White Paper: Theia Markerless motion capture validation
​
Synopsis: Theia Markerless motion capture uses video cameras and deep-learning algorithms to measure human motion. This white paper summarizes three peer-reviewed articles that assess the accuracy and repeatability of this markerless system. In all experiments, the markerless system performed comparably to the gold standard, validating its use as a measurement system for human movement.
Prelude:
One of Theia’s founding principles is integrity, and it resonates throughout our ecosystem. Our customers require data integrity, and we believe it's our responsibility to provide an impartial assessment of our software to demonstrate that it meets the high standards of the research community. To perform this assessment we collaborated with HMRL at Queen’s University (supervised by Dr. Kevin Deluzio). The objective was to compare the measurements made with the Theia Markerless system to those made with a marker-based system widely used in the research community and commonly accepted as the gold standard.
Our contributions to the project were to assist in the experimental design, provide funding for equipment and personnel, and provide software for analysis. We did not perform any of the analysis, or have any day-to-day input to the project. Our approach was to remain impartial. This collaboration resulted in three peer-reviewed research articles, which are summarized in this white paper.
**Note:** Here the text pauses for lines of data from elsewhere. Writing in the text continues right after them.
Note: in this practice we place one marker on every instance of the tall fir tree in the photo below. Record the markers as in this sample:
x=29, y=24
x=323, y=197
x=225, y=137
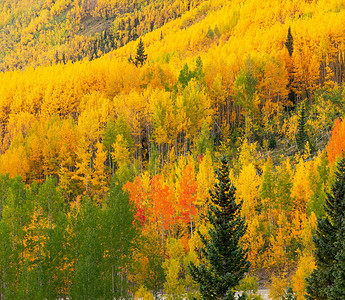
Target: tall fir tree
x=140, y=57
x=327, y=280
x=301, y=136
x=289, y=42
x=227, y=261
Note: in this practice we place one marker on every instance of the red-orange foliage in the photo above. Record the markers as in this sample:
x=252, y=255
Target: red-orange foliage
x=188, y=195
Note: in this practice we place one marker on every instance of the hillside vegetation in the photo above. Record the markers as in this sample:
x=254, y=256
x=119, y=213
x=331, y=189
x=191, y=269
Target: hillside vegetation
x=116, y=159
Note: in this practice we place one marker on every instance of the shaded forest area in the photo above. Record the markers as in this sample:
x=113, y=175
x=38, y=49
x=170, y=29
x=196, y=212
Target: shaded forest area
x=111, y=129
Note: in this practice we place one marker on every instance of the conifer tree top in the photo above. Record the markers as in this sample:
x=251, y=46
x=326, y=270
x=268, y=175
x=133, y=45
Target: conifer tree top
x=227, y=260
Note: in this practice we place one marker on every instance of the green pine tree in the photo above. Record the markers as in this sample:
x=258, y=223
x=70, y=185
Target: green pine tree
x=290, y=295
x=140, y=57
x=226, y=259
x=327, y=280
x=289, y=42
x=301, y=136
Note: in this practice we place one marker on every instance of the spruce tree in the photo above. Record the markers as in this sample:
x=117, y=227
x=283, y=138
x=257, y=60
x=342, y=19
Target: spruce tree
x=226, y=259
x=289, y=42
x=327, y=280
x=301, y=136
x=140, y=57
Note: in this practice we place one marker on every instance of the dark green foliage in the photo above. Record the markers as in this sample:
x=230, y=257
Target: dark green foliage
x=290, y=295
x=289, y=42
x=226, y=261
x=140, y=57
x=326, y=281
x=119, y=235
x=301, y=136
x=204, y=141
x=272, y=142
x=210, y=33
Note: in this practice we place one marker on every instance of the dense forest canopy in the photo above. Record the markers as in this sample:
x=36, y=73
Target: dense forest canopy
x=114, y=115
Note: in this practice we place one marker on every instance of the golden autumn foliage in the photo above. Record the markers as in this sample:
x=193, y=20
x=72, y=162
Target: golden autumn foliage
x=219, y=79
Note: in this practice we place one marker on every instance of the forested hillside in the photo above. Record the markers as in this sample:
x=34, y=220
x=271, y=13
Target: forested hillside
x=114, y=116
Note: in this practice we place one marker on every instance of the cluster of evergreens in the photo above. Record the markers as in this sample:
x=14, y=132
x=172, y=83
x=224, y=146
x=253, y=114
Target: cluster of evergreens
x=118, y=194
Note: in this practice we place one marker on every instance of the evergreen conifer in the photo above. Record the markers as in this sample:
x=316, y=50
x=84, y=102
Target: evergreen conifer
x=226, y=259
x=327, y=280
x=301, y=136
x=289, y=42
x=140, y=57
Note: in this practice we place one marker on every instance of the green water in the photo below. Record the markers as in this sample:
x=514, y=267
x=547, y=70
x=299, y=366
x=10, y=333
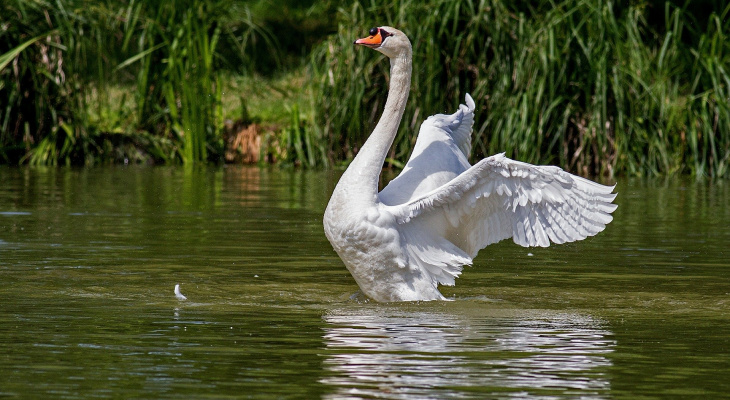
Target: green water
x=89, y=259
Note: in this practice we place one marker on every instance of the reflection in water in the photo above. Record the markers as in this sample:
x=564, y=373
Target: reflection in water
x=421, y=354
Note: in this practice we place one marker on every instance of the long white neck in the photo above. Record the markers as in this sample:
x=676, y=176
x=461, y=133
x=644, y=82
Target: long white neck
x=364, y=171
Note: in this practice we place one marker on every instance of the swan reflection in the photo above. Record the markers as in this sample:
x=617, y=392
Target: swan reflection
x=407, y=354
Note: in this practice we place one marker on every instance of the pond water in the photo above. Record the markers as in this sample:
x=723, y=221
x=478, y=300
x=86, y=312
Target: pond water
x=89, y=259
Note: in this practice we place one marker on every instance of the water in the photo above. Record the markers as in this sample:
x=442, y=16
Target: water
x=89, y=259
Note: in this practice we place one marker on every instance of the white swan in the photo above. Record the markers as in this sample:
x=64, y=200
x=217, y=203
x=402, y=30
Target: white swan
x=432, y=219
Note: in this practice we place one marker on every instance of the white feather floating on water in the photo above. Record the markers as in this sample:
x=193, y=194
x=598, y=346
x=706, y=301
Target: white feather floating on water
x=179, y=295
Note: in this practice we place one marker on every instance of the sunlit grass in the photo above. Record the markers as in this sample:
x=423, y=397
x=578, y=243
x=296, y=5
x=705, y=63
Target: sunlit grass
x=587, y=85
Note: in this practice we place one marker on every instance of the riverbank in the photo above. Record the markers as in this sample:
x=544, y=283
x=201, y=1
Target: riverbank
x=599, y=88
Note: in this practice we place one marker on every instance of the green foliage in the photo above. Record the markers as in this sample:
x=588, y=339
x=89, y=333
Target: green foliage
x=590, y=85
x=177, y=86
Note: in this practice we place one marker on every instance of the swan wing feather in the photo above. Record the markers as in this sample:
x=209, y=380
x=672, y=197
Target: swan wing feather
x=440, y=154
x=499, y=198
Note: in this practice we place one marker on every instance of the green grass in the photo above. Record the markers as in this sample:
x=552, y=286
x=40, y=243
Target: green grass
x=588, y=85
x=598, y=87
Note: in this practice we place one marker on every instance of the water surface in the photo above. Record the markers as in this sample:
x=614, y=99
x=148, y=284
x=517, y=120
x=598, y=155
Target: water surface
x=89, y=259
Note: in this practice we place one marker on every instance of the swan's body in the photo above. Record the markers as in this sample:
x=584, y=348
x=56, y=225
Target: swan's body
x=432, y=219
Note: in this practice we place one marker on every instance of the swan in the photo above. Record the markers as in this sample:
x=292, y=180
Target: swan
x=400, y=244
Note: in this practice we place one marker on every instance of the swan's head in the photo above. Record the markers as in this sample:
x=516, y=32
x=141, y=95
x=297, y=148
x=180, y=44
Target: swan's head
x=387, y=40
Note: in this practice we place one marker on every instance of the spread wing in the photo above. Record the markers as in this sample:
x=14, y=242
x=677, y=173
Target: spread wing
x=440, y=154
x=497, y=199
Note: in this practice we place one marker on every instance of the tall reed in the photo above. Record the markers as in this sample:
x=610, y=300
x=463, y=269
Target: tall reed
x=590, y=85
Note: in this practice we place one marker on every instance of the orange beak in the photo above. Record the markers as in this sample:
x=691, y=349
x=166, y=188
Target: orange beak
x=372, y=41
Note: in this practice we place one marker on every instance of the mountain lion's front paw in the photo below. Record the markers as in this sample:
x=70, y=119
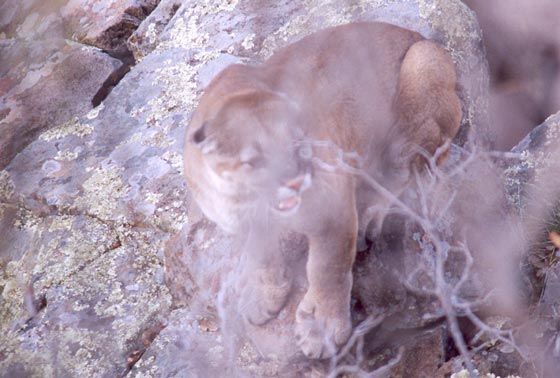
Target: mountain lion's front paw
x=321, y=328
x=262, y=295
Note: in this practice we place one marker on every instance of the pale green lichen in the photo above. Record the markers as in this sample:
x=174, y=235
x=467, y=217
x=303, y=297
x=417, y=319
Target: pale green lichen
x=61, y=223
x=72, y=127
x=94, y=113
x=465, y=374
x=7, y=186
x=66, y=155
x=152, y=197
x=26, y=220
x=102, y=192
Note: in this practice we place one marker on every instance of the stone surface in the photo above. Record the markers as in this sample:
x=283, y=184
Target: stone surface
x=44, y=83
x=107, y=263
x=522, y=40
x=104, y=24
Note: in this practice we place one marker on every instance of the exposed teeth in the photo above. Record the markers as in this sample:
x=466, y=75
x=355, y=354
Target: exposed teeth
x=288, y=203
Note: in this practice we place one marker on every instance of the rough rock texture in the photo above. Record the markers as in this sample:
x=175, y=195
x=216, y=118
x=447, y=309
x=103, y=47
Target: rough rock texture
x=107, y=265
x=44, y=83
x=533, y=183
x=522, y=39
x=104, y=24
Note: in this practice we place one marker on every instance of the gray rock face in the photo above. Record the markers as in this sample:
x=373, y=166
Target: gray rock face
x=45, y=83
x=108, y=268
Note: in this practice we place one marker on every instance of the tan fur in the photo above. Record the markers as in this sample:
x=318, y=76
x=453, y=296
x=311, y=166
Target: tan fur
x=369, y=88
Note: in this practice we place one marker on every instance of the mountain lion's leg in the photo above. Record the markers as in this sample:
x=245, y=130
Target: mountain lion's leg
x=323, y=315
x=266, y=279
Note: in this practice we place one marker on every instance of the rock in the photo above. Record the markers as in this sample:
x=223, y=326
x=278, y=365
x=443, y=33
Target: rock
x=146, y=37
x=96, y=207
x=46, y=83
x=522, y=41
x=103, y=24
x=106, y=24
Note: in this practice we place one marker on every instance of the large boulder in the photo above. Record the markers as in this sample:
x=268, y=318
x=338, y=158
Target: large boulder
x=108, y=265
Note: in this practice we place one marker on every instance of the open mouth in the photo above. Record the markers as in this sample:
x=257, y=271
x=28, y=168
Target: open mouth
x=289, y=195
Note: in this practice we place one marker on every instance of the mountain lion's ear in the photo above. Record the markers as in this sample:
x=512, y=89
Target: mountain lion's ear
x=200, y=135
x=205, y=143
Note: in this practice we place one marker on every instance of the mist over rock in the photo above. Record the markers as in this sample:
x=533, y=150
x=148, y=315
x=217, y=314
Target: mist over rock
x=107, y=266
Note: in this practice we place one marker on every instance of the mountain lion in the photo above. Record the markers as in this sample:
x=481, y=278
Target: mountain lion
x=268, y=150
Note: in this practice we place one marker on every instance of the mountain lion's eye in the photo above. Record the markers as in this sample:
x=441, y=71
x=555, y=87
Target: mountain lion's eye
x=252, y=156
x=200, y=134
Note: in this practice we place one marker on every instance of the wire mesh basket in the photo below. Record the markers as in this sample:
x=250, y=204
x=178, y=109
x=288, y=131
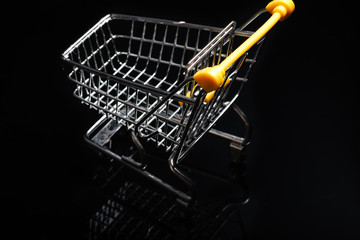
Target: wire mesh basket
x=153, y=79
x=137, y=71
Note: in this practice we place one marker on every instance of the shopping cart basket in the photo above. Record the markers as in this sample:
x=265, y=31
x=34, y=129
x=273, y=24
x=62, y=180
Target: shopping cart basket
x=164, y=83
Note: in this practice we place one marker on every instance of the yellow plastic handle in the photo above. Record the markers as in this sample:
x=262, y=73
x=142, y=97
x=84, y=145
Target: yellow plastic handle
x=211, y=78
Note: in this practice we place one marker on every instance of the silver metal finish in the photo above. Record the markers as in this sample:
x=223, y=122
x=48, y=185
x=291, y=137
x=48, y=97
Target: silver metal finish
x=137, y=73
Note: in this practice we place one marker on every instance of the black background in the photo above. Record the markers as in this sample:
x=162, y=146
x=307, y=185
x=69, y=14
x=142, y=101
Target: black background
x=302, y=99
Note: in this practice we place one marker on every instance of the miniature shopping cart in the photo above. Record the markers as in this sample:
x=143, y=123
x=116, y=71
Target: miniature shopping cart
x=161, y=85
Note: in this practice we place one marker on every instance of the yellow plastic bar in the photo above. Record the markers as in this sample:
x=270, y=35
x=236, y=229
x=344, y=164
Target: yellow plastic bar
x=211, y=78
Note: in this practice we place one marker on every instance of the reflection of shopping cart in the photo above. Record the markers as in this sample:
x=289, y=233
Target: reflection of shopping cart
x=162, y=84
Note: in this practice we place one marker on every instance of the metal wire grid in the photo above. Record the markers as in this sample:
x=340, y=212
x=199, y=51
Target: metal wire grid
x=138, y=212
x=124, y=66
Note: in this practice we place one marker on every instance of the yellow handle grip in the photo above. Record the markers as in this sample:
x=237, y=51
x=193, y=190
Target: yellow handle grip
x=211, y=78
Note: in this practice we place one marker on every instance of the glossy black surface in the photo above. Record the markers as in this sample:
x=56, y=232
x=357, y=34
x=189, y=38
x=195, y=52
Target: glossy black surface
x=302, y=100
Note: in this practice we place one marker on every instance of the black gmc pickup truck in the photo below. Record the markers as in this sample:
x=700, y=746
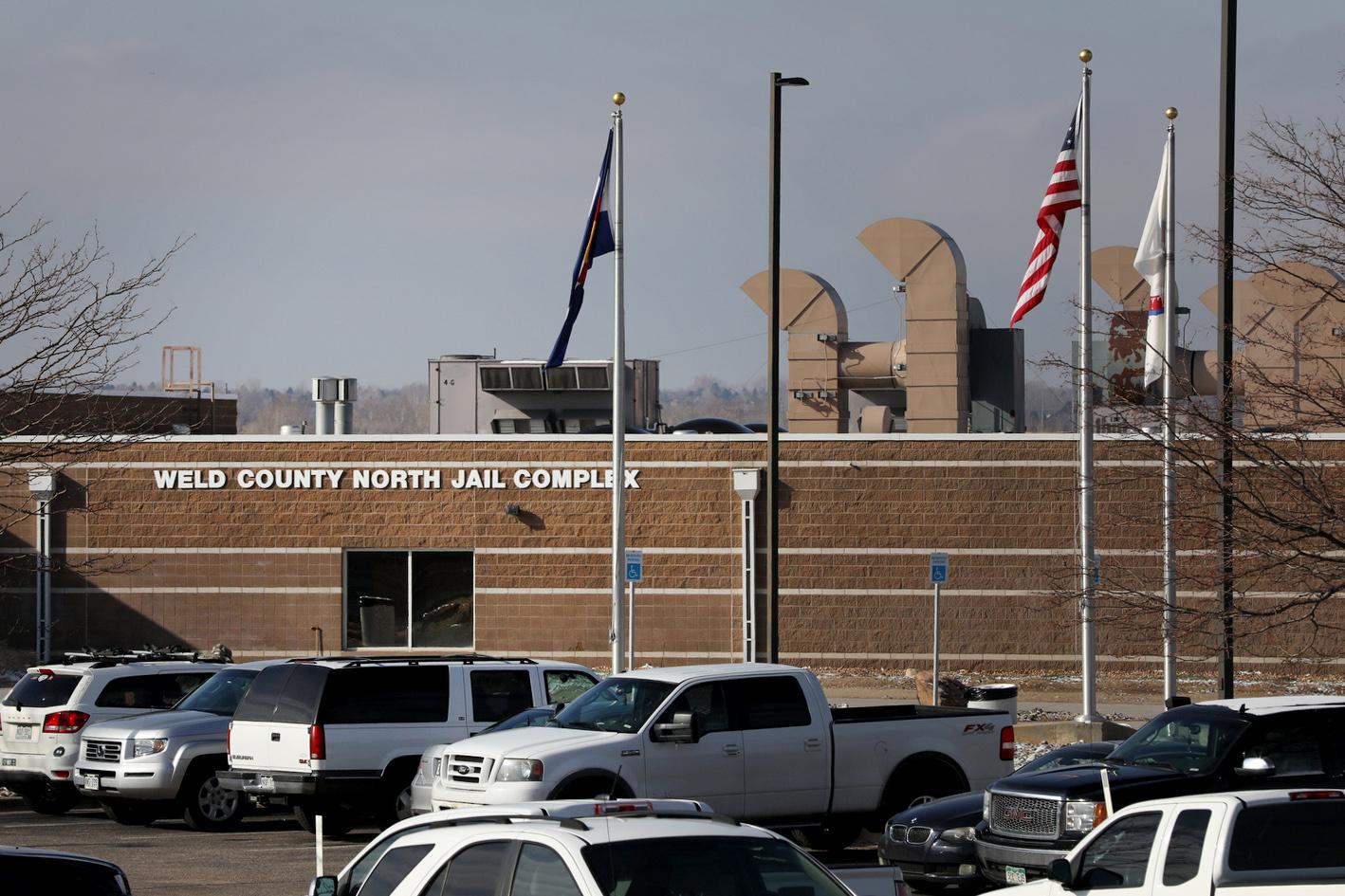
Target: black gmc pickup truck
x=1203, y=748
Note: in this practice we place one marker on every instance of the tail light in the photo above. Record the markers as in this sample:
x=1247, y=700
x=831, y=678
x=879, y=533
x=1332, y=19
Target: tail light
x=316, y=741
x=1006, y=742
x=67, y=722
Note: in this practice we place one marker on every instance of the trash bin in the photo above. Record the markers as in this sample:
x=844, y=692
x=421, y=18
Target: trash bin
x=994, y=697
x=377, y=622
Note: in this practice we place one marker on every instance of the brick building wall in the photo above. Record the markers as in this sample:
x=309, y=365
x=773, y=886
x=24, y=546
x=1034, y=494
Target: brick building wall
x=258, y=568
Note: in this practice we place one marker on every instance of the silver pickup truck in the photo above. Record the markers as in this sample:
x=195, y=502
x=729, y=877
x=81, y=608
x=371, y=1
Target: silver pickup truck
x=144, y=767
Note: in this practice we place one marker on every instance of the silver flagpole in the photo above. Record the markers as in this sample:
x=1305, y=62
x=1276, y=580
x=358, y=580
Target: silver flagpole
x=1086, y=423
x=1170, y=414
x=617, y=395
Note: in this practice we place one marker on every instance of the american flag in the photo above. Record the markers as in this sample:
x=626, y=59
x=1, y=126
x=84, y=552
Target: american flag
x=1061, y=195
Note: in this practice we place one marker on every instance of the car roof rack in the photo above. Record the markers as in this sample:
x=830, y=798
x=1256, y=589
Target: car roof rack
x=106, y=658
x=414, y=659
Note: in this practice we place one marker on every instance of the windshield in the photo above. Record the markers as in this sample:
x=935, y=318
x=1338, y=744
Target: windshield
x=1187, y=741
x=708, y=867
x=221, y=693
x=42, y=689
x=1065, y=758
x=615, y=704
x=536, y=717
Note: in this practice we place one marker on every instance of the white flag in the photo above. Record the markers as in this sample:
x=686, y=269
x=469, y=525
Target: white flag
x=1149, y=263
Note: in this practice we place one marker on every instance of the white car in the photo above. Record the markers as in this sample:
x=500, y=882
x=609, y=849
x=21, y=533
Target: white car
x=343, y=736
x=580, y=848
x=144, y=767
x=1252, y=842
x=42, y=719
x=755, y=741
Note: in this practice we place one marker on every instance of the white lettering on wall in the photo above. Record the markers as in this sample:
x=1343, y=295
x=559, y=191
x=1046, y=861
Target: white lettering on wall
x=383, y=479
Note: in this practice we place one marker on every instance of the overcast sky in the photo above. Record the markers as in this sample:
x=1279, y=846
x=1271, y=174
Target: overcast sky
x=373, y=185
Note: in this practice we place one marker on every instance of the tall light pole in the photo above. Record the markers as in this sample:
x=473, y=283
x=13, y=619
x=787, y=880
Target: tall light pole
x=772, y=340
x=1226, y=71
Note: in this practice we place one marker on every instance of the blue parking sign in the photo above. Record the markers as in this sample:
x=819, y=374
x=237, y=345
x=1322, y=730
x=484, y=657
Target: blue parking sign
x=938, y=568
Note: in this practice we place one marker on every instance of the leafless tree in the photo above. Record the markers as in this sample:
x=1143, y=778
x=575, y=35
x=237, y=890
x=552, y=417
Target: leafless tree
x=69, y=328
x=1289, y=481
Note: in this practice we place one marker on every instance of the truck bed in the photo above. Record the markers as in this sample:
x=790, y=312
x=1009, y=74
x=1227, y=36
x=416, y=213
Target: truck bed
x=894, y=712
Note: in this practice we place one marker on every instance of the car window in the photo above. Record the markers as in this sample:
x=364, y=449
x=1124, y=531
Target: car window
x=708, y=703
x=148, y=692
x=381, y=694
x=499, y=693
x=1185, y=845
x=42, y=689
x=393, y=869
x=563, y=685
x=1118, y=857
x=1305, y=833
x=543, y=872
x=472, y=872
x=772, y=701
x=1293, y=745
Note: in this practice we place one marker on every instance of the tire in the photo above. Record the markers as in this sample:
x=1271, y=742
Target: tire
x=337, y=819
x=206, y=806
x=50, y=800
x=920, y=784
x=829, y=837
x=128, y=812
x=395, y=795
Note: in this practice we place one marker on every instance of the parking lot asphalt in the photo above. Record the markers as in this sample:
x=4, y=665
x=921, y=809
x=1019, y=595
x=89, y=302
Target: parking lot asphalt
x=267, y=856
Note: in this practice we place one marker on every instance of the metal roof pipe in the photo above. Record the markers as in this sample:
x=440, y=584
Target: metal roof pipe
x=873, y=365
x=324, y=411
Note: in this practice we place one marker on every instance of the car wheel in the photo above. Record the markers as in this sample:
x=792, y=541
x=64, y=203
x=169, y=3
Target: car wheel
x=396, y=803
x=337, y=819
x=51, y=800
x=209, y=806
x=128, y=812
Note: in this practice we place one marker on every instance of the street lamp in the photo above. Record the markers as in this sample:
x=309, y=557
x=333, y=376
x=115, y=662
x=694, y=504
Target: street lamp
x=772, y=432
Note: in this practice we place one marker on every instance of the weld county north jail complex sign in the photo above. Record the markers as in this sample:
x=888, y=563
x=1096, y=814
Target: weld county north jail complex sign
x=377, y=478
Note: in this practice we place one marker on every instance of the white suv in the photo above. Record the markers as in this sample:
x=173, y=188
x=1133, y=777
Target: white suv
x=586, y=848
x=44, y=716
x=343, y=736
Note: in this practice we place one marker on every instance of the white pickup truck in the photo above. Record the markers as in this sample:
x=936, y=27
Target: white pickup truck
x=1258, y=842
x=758, y=741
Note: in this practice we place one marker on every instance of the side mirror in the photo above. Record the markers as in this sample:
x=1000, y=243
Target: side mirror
x=323, y=887
x=1060, y=872
x=1255, y=767
x=685, y=728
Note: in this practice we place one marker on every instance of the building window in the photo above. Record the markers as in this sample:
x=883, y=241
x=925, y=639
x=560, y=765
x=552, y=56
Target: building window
x=409, y=599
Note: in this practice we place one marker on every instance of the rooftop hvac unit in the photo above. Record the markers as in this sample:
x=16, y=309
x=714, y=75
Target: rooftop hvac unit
x=594, y=378
x=562, y=379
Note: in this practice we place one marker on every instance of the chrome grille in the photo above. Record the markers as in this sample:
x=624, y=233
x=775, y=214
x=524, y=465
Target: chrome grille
x=467, y=770
x=917, y=834
x=102, y=751
x=1023, y=816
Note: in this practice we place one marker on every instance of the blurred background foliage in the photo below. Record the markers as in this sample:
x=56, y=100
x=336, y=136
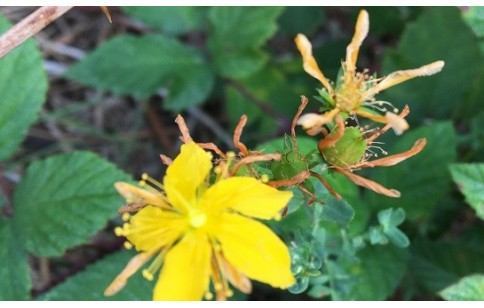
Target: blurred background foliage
x=114, y=89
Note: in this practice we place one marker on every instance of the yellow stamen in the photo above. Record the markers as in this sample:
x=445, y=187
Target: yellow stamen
x=119, y=231
x=264, y=178
x=147, y=275
x=208, y=296
x=126, y=216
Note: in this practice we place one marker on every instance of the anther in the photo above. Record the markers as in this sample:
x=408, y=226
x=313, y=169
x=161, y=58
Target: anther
x=126, y=216
x=208, y=296
x=147, y=275
x=118, y=231
x=264, y=178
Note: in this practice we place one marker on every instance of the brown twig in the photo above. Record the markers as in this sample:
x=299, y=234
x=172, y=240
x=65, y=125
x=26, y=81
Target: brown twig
x=30, y=26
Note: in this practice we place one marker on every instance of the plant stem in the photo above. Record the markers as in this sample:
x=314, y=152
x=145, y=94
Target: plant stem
x=29, y=26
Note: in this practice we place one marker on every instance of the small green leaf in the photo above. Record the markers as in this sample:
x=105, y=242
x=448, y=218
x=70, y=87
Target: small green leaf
x=379, y=273
x=174, y=20
x=91, y=283
x=440, y=95
x=65, y=199
x=140, y=66
x=338, y=211
x=469, y=288
x=470, y=181
x=301, y=19
x=439, y=265
x=421, y=179
x=397, y=237
x=377, y=237
x=23, y=85
x=15, y=283
x=391, y=217
x=237, y=35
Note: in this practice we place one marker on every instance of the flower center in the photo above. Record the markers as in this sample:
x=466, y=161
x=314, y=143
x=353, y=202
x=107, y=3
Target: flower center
x=197, y=218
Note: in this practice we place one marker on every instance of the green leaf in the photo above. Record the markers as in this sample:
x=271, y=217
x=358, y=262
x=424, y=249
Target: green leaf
x=65, y=199
x=15, y=283
x=174, y=20
x=469, y=288
x=237, y=36
x=397, y=237
x=391, y=217
x=272, y=91
x=91, y=283
x=470, y=181
x=23, y=85
x=422, y=178
x=440, y=95
x=379, y=273
x=338, y=211
x=438, y=265
x=140, y=66
x=301, y=19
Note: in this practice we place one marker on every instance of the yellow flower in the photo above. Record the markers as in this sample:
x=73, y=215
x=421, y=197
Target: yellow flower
x=201, y=233
x=355, y=91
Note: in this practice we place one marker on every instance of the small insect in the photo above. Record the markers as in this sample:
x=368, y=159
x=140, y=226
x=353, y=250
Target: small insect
x=346, y=150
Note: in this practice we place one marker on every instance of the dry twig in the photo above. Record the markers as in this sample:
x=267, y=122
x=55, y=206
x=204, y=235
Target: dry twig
x=30, y=26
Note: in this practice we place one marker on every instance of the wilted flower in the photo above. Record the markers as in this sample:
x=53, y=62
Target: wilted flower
x=354, y=93
x=199, y=232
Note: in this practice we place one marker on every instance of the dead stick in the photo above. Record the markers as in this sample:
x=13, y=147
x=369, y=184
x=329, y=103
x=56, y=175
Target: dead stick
x=30, y=26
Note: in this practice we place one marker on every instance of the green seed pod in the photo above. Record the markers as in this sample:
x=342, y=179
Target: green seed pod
x=348, y=150
x=291, y=164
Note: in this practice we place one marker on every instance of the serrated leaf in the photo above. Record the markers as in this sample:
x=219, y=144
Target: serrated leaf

The purpose of this paper is not to reiterate the rigorous analysis described in the articles - if you would like more details on the methods and results of these studies, please read the articles (references are provided at the end of this document). Rather, the purpose is to provide a snapshot of the research and some general thoughts on the capabilities of our markerless system. Because we believe that system assessment is an on-going process, this white paper will be a living document that is modified whenever new information is available. Currently, there are ~15 additional assessment studies in progress.
Paper 1: Assessment of spatiotemporal gait parameters using a deep-learning algorithm-based markerless motion capture system
Rational: The first study examined basic spatial and temporal walking parameters, such as walking speed, stride width, and stride length. These parameters, which are commonly used to characterize and evaluate walking, are typically good indicators of health and function, and are fairly simple to collect and analyze. Investigating these parameters was a natural first step in assessing the performance of the system; if it does not perform well on these measurements there is no point in continuing on to study full-body joint kinematics.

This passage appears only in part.